Accuracy of the figures is not a reason to ignore the lessons that are there for us to see.

Community Engagement


The battle against China was not won by an authoritarian regime crushing the virus and peoples rights in the process as the UK media would have you believe, but through community participation.

The population were educated about the danger and voluntarily participated in the measures to prevent the spread. Public goodwill is something which is on a knife-edge in the UK. We don’t want to end up like the US with people fighting not to wear masks. 

We can only participate if we know what to join in. The government is now acting as if all is fine and people are going out and about as if it’s normal.

It’s not just China that did better than the UK. Countries such as Thailand, South Korea, Japan, and Taiwan have barely any cases in relation to their population. They achieved this through proper contact tracing and quarantines.

Worldometers provides the data for all countries

How to eradicate COVID-19 in the UK

Contact tracing

The UK has, at this point, implemened a contact tracing system. Tracing is the key to getting hold of people who are infected. The key flaw is that if the person is infected, they will remain in their home and potentially infect their household. Get a proper app system in place.

COVID-19 Hostels

We need to set up COVID-19 hostels across the UK for people who can’t properly isolate. These must be free. We have loads of empty hotels at the moment so the government should requisition several in each town for this purpose. The owners will be glad of the business.

Masks

The guidance is: masks are optional. I believe the message needs to be they should be mandatory in shops and closed spaces (as they are on public transport). Instead, what is happening in the US is there is massive division, and it’s become something people will die in a ditch over. We can’t have this here, and the government needs to show more leadership rather than the wishy-washy we will rely on the common sense of the British public. The one truth about common sense is that it isn’t that common.  

Six pillars

We need to implement the six pillars of the Coronavirus prevention so we can get back to as normal as possible, save lives, and businesses. It’s possible as other countries have proven.
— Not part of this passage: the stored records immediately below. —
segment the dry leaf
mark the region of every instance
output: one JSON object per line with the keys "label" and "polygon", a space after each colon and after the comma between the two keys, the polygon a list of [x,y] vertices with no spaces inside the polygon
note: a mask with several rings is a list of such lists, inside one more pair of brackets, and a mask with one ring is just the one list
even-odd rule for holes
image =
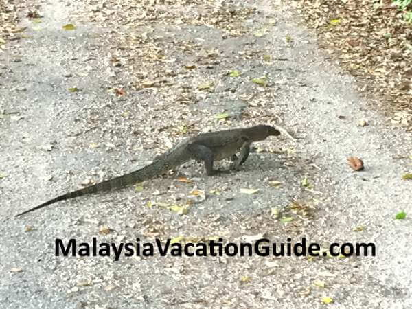
{"label": "dry leaf", "polygon": [[363,170],[363,161],[357,157],[347,158],[349,165],[355,171]]}
{"label": "dry leaf", "polygon": [[179,181],[179,183],[190,183],[192,182],[192,180],[187,179],[186,177],[177,177],[177,179],[176,180],[177,181]]}
{"label": "dry leaf", "polygon": [[12,268],[12,269],[10,269],[10,271],[12,273],[21,273],[23,271],[23,269],[21,269],[21,268]]}
{"label": "dry leaf", "polygon": [[103,225],[103,226],[100,227],[100,228],[99,229],[99,233],[102,234],[102,235],[107,235],[112,231],[113,231],[113,229],[111,229],[108,227],[107,227],[106,225]]}
{"label": "dry leaf", "polygon": [[76,28],[76,27],[72,23],[68,23],[63,26],[65,30],[74,30]]}
{"label": "dry leaf", "polygon": [[245,193],[247,194],[254,194],[259,191],[259,189],[240,189],[240,193]]}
The most important is proper leadership and working together with the NHS, scientist, councils, businesses and citizens to beat this awful illness.

Conclusion

I hope that the article on Covid-19 in the UK has been as enlightening for you as it was for me, and I hope that we can put pressure on the government to implement measures that have proven successful in other countries here. We must also take measures OURSELVES by following the guidance and making sure the spread stops. It’s not worth the damage to lives, livelihoods and the economy not to.

5 thoughts on “COVID-19 in the UK – it’s still an emergency

  1. Thank you, Playing with FIRE. This is a really great, well-informed and necessary article and I do hope it gets read widely.
    Unfortunately, people here are also fighting over wearing masks. This weekend, there were about 30 protesters in front of my building, shouting through megaphones about how they WILL NOT wear masks. They have even set up a website for their ’cause’. Hopefully they remain a small minority.
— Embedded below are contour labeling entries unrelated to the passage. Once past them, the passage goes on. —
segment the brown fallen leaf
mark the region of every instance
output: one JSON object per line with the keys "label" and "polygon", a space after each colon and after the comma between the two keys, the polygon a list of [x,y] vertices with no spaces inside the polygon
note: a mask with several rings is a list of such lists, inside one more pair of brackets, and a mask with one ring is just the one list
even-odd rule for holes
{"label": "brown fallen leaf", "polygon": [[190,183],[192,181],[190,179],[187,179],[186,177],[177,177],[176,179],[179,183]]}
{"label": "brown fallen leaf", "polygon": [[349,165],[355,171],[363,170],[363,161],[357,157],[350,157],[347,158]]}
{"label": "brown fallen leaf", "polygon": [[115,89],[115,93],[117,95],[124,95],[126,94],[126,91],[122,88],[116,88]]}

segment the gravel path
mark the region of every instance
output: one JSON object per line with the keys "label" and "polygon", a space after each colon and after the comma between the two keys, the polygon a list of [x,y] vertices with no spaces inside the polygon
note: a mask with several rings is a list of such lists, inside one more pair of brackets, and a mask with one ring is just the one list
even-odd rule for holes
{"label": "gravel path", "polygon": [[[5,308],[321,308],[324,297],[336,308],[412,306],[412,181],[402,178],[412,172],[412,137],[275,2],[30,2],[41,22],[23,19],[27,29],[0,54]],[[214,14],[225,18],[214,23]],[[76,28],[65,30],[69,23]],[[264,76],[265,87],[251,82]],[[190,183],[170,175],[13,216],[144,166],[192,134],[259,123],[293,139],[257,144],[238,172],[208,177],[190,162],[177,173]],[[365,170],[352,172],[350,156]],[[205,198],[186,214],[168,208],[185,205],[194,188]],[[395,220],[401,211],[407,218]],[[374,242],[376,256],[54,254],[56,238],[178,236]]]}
    I didn’t know about the Covid Hostels, but that is a great concept. Again, thanks for sharing.

  2. This was a really interesting read. So much could have been handled very differently. In the whole world but certainly in the UK.

    The hope now has to be that we’ve done enough to delay/stop a second wave or that we are certainly in a better position to handle one better.

    The COVID hotels is such a good idea that it seems crazy they’ve not been put in place. The difference it could make is phenomenal.

    Thank you so much for sharing x

  3. Here in the US, the response is not uniform across regions and it shows. It’s so much more effective when measures are backed by science instead of politics, but it doesn’t seem like that will be the case in the US and apparently in the UK too. Good luck to all of us!

  4. Thanks for this article – a nicely worded and timely reminder to people that we’re not out of the woods yet! I too hope that the UK public is more sensible about the minor inconvenience of wearing masks than the small, vocal, senseless and selfish minority in the USA.